By MedImaging International staff writers
Posted on 23 Nov 2018
A new study on the application of deep learning (DL) to detect changes in brain metabolism predictive of Alzheimer’s disease (AD) has found that artificial intelligence (AI) improves the ability of brain imaging to predict AD.

Timely diagnosis of AD is extremely important, although early diagnosis has proven to be challenging. Research has linked the disease process to changes in metabolism, as shown by glucose uptake in certain regions of the brain, although these changes can be difficult to recognize.

Image: Saliency map of deep learning model Inception V3 on the classification of Alzheimer disease. (a) A representative saliency map with anatomic overlay in 77-year-old man. (b) Average saliency map over 10 percent of Alzheimer’s Disease Neuroimaging Initiative set. (c) Average saliency map over independent test set. The closer a pixel color is to the \"High\" end of the color bar in the image, the more influence it has on the prediction of Alzheimer disease (Photo courtesy of UCSF).
Image: Saliency map of deep learning model Inception V3 on the classification of Alzheimer disease. (a) A representative saliency map with anatomic overlay in 77-year-old man. (b) Average saliency map over 10 percent of Alzheimer’s Disease Neuroimaging Initiative set. (c) Average saliency map over independent test set. The closer a pixel color is to the \"High\" end of the color bar in the image, the more influence it has on the prediction of Alzheimer disease (Photo courtesy of UCSF).

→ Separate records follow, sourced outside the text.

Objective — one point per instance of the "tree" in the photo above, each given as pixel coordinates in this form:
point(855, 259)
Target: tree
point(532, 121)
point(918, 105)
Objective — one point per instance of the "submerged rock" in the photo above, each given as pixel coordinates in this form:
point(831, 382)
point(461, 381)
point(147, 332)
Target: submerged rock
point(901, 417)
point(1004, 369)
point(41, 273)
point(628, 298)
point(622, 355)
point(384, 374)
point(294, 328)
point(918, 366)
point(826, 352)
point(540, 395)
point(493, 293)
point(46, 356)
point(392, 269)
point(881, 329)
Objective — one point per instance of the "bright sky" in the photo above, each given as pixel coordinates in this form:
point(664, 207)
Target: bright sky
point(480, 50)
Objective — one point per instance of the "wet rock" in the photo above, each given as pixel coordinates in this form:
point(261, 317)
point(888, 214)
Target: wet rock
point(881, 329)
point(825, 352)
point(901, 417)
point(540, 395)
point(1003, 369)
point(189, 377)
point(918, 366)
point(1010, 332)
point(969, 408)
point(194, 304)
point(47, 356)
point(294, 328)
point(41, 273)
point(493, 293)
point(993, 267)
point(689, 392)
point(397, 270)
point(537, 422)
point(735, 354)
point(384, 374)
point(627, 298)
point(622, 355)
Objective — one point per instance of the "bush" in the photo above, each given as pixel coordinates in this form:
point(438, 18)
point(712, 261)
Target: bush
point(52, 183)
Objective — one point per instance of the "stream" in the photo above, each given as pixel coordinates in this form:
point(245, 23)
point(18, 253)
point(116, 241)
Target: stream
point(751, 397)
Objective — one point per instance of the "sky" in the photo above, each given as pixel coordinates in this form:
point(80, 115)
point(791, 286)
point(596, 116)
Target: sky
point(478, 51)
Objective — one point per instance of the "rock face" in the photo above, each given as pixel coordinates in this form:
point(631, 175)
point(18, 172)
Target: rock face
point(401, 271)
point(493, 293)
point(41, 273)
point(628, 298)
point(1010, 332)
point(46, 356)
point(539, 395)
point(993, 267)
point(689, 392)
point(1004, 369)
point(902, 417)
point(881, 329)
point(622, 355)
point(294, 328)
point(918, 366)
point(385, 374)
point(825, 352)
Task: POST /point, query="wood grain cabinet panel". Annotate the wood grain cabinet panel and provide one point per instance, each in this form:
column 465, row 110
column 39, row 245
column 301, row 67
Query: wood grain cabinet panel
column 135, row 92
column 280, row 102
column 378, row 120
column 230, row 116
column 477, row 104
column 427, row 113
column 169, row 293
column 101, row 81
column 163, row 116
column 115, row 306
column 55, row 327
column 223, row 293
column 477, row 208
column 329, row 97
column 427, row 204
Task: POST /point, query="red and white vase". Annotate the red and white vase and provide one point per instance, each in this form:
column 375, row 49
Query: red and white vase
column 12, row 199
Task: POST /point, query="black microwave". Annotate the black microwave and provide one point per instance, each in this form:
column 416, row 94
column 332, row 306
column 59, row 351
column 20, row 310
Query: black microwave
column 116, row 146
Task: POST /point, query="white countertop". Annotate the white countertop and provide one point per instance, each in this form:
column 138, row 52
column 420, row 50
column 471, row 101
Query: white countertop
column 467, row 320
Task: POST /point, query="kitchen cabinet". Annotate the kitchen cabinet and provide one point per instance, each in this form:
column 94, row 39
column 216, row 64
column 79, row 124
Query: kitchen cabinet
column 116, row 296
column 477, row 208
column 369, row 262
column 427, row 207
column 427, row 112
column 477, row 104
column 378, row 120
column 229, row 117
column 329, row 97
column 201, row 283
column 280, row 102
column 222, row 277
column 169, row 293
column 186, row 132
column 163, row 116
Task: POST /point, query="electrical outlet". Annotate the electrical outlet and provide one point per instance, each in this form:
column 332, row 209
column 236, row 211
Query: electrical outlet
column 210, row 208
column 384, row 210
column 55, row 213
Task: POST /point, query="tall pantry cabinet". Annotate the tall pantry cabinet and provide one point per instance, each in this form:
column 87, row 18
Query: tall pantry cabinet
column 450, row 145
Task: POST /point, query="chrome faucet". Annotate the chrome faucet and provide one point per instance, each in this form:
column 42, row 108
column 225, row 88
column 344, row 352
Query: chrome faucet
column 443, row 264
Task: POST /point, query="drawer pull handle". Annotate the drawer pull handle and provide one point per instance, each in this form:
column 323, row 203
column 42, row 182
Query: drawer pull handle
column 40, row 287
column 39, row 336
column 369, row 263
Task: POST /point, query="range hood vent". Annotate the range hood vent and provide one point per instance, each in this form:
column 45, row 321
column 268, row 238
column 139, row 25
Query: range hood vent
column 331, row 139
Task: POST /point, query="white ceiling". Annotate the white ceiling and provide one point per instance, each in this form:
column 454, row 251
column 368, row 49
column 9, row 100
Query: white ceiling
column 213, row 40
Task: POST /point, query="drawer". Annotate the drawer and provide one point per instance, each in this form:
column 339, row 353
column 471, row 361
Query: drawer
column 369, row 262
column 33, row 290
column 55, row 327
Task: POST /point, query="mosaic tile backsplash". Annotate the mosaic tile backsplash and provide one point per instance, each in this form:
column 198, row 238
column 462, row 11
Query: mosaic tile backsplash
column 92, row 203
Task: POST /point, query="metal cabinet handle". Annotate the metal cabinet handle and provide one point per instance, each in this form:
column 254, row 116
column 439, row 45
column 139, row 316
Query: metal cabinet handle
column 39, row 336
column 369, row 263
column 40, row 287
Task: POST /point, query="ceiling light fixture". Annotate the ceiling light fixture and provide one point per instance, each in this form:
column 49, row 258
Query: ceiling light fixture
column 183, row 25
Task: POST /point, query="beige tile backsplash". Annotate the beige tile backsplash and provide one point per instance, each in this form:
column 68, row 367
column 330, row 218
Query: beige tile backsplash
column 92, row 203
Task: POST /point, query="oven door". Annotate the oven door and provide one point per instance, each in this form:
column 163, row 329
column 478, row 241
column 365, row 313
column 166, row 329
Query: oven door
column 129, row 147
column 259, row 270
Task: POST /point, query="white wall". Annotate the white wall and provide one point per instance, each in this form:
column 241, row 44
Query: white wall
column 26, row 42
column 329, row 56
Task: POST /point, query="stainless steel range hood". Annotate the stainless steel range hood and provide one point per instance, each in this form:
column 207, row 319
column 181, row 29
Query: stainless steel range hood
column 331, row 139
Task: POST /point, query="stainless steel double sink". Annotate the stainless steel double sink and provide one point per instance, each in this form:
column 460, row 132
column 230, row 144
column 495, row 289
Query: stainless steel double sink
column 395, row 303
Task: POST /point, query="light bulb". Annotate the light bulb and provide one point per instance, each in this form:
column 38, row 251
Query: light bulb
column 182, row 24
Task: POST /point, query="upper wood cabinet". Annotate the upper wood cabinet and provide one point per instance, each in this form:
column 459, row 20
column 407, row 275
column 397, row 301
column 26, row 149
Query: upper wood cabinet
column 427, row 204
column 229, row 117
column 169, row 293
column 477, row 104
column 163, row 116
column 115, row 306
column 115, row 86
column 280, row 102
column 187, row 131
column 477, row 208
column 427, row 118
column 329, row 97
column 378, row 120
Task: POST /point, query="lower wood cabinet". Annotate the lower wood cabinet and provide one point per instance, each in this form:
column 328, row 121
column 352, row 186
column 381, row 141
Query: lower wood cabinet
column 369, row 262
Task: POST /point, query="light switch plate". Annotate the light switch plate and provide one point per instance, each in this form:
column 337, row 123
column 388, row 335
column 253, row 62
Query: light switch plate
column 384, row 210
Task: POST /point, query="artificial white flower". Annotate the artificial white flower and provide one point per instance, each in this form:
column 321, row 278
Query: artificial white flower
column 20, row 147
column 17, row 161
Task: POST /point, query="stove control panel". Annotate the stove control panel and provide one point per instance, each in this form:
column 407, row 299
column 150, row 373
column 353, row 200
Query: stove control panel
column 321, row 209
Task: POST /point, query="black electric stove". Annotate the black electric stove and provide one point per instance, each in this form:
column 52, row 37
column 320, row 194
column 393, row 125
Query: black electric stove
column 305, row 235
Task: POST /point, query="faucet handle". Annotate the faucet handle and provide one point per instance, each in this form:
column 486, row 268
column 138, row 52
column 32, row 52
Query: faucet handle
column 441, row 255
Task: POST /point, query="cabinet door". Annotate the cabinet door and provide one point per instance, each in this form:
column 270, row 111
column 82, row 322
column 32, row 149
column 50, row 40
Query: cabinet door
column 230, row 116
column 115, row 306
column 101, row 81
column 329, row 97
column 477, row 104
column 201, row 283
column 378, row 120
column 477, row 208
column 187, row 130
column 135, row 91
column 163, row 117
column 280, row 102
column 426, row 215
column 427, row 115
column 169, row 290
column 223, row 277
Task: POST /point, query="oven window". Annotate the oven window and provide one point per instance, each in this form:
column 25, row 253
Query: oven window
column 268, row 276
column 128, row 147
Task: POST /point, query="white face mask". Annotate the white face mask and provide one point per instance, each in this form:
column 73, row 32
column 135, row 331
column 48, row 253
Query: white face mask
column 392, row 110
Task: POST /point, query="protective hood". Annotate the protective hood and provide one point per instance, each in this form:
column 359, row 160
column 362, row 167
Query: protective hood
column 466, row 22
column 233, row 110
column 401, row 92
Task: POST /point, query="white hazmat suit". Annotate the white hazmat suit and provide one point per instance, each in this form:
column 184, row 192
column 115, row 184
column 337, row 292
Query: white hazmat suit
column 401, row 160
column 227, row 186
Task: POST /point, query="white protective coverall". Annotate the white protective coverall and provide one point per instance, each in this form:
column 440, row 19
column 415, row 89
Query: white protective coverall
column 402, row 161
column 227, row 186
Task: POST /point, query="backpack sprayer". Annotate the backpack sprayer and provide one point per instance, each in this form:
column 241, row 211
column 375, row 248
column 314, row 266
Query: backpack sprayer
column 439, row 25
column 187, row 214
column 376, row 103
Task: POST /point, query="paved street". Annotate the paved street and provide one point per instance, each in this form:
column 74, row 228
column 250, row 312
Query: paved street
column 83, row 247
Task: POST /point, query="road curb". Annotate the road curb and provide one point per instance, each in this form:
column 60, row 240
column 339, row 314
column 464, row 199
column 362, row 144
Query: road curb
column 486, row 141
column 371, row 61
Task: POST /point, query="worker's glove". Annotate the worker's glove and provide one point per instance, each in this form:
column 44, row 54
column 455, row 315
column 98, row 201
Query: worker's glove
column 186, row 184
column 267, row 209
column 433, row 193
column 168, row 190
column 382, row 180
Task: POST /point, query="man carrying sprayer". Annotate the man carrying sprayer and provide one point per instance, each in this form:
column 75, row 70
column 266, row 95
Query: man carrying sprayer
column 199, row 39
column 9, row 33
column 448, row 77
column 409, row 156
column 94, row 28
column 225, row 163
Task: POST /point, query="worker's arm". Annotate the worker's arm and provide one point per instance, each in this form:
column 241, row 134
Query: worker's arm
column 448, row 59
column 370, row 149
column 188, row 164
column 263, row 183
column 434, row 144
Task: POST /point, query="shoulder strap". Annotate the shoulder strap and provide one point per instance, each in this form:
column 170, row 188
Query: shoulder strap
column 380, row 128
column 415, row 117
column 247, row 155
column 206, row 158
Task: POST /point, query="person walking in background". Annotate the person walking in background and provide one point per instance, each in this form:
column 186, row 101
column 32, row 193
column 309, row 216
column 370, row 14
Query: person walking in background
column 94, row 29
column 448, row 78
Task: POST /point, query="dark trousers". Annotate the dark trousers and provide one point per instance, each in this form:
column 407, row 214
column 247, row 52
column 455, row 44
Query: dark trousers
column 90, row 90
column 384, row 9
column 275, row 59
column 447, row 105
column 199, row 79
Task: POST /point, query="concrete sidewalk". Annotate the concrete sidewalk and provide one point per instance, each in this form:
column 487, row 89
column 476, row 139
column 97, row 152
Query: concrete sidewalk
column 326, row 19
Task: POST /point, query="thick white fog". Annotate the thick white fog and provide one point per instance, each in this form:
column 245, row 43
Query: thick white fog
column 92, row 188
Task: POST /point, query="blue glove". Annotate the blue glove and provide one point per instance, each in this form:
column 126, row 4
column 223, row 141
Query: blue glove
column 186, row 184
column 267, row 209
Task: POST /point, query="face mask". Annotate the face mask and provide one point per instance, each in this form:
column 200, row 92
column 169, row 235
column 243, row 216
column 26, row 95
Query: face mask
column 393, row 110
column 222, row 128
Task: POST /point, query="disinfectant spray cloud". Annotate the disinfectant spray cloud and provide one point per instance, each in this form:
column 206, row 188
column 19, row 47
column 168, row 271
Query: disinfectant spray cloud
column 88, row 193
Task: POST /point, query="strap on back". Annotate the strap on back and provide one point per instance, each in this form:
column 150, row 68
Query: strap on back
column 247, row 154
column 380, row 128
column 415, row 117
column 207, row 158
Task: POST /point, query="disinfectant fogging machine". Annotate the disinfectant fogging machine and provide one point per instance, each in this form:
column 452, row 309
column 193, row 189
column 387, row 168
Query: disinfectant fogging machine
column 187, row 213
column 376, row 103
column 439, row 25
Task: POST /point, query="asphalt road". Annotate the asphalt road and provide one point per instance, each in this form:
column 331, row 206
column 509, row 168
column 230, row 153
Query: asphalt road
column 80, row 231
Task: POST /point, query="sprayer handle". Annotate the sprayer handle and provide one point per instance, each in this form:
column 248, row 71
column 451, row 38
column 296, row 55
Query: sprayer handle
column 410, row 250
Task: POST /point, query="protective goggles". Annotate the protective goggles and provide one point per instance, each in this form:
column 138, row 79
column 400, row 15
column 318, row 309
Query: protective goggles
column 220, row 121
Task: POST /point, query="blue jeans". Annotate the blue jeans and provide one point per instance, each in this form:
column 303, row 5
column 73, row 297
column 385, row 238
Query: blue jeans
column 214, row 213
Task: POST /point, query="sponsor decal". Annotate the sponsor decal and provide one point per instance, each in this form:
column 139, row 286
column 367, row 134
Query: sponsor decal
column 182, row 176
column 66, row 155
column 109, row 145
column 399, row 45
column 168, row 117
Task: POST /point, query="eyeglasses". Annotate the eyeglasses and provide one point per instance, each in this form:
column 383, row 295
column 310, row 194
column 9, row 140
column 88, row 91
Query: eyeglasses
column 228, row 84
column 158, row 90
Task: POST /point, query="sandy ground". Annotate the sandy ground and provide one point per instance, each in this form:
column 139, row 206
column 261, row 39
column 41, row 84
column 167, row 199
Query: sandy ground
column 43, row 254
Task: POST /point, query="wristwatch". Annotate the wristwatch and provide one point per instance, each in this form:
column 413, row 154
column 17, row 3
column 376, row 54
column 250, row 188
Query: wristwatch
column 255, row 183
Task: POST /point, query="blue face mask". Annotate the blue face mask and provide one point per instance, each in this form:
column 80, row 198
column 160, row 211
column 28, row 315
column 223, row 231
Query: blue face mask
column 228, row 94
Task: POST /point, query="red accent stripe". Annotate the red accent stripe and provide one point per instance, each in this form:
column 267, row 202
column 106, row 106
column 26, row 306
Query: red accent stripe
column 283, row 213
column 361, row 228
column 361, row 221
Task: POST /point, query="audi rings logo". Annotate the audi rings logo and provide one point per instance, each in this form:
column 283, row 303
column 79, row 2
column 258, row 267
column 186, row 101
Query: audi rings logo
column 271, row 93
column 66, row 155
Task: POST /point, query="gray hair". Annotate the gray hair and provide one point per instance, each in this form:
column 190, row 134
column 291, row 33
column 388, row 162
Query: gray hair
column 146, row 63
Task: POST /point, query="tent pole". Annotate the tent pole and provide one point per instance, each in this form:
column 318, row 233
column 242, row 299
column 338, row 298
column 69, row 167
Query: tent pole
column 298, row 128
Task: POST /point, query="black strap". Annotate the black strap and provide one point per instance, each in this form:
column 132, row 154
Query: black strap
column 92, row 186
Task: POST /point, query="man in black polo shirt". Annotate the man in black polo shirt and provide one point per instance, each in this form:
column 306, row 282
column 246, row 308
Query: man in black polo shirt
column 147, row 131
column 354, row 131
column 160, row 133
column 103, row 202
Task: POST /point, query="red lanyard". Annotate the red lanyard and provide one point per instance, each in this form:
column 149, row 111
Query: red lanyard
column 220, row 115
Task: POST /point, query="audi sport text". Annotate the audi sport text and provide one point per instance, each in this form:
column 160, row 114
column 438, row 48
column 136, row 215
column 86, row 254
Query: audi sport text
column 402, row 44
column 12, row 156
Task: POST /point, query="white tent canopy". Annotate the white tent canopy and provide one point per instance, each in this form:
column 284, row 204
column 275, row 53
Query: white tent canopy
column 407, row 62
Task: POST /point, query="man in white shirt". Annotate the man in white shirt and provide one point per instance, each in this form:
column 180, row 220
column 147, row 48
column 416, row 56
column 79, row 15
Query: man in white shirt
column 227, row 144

The researchers trained the DL algorithm using an 18-F-fluorodeoxyglucose PET (FDG-PET) scan. They had access to data from the Alzheimer’s Disease Neuroimaging Initiative (ADNI), a major multi-site study focused on clinical trials to improve prevention and treatment of the disease. The ADNI dataset included more than 2,100 FDG-PET brain images from 1,002 patients. The researchers trained the DL algorithm on 90% of the dataset and then tested it on the remaining 10% of the dataset. Finally, the researchers tested the algorithm on an independent set of 40 imaging exams from 40 patients that it had never studied. The algorithm achieved 100% sensitivity at detecting the disease an average of more than six years prior to the final diagnosis.

According to the researchers, the algorithm could be a useful tool to complement the work of radiologists — especially in conjunction with other biochemical and imaging tests — in providing an opportunity for early therapeutic intervention. The researchers will now focus on training the DL algorithm to look for patterns associated with the accumulation of beta-amyloid and tau proteins, abnormal protein clumps and tangles in the brain that are markers specific to AD.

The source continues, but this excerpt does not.